When it happened only the two front doors opened, but when we went to clean it out only the passenger doors opened. I guess from the wrecker loading and unloading it.
When that happened to me in 1987 with a 68 belair wagon I had the towing company move it to my house right away and paid for the tow and 1 day storage myself. It took the insurance company a couple of months to settle. I am sure the storage fee would have been high. I settled for 3 times what I paid for the car( back then $2850) and got to keep the remains(sold it for $200). These lots can charge very high fees for storage assuming the insurance company will pay.

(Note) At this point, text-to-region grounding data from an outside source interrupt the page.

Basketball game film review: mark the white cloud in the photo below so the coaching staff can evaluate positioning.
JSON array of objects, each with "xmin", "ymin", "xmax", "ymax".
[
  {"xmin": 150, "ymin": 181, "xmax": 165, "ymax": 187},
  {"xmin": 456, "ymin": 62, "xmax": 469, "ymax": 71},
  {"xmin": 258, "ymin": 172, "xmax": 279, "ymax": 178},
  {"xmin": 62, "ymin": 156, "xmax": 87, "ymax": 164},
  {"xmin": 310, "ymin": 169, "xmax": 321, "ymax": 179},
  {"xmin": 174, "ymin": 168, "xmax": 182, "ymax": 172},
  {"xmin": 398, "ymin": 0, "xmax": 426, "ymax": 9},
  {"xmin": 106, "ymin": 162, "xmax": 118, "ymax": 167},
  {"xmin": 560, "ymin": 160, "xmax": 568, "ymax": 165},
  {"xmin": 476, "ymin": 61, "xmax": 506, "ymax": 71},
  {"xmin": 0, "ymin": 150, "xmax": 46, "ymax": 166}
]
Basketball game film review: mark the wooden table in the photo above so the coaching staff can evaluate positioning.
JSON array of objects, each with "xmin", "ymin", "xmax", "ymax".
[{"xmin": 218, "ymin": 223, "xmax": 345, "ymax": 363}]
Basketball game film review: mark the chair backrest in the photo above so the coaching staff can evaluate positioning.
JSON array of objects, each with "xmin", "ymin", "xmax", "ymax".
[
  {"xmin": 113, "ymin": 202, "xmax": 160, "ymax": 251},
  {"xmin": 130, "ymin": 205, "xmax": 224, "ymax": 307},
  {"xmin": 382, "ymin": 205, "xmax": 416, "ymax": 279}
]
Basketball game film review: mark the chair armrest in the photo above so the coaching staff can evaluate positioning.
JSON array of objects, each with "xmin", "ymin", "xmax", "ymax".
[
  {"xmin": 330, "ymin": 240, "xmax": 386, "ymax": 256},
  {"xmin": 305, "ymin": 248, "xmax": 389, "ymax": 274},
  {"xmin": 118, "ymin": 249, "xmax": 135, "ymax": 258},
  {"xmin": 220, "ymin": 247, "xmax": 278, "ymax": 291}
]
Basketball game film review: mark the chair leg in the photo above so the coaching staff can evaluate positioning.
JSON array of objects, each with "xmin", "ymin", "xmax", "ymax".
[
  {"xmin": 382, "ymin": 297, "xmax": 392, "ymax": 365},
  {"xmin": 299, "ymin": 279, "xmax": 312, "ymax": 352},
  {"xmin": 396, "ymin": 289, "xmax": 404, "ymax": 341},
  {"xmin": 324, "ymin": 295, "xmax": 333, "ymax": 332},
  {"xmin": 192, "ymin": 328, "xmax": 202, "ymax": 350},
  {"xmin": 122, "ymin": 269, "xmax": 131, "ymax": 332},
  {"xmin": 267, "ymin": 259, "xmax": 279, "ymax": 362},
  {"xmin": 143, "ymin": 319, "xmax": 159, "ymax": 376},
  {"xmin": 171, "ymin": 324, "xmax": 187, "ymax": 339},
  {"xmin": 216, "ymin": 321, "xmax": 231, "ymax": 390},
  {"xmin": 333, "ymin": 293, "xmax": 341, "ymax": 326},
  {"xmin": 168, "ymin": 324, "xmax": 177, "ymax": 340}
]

Storage fees are a big bugaboo for auto insurance companies. If the appraisers and other claim handlers are not sharp, they can cause the overall cost of claims to rise very sharply. It's important not to just let a crashed vehicle 'sit' at a tow lot after an accident. When I first got into the business, I found out that $10/day starts up real fast. In my early days, I lost track of a couple, and management wasn't too pleased to be paying out a few hundred extra..... Now, at $30/day or more, plus towing charges, you could easily have charges exceeding the value of the car in a few weeks.
The tow depends on who and how the call goes out. Whereas an accident tow here in Washington can be up to $40/day, if the State Patrol calls in for an impound, even for a highway accident, they can run at least twice that, simply because that's how the state law was written. It's utter crap, but until the law's changed, there's nothing we can do about it.
I'm guessing some police officers and departments have favorite impound yards who give them a kick back. But that's illegal!
No, the law was written that tow companies had to be vetted by the State Patrol, and they're on a rotation. So if they're stupid enough to allow kickbacks, they deserve to get caught.
Yeah, a lot of jurisdictions now use a rotation schedule for impound / police tows. It's a lot of business, and the rotation among several tow companies allows competition and spreads the wealth around. Los Angeles doesn't use it though - each police division has one 'contract' tow yard - worth millions to the tow company owner who has it.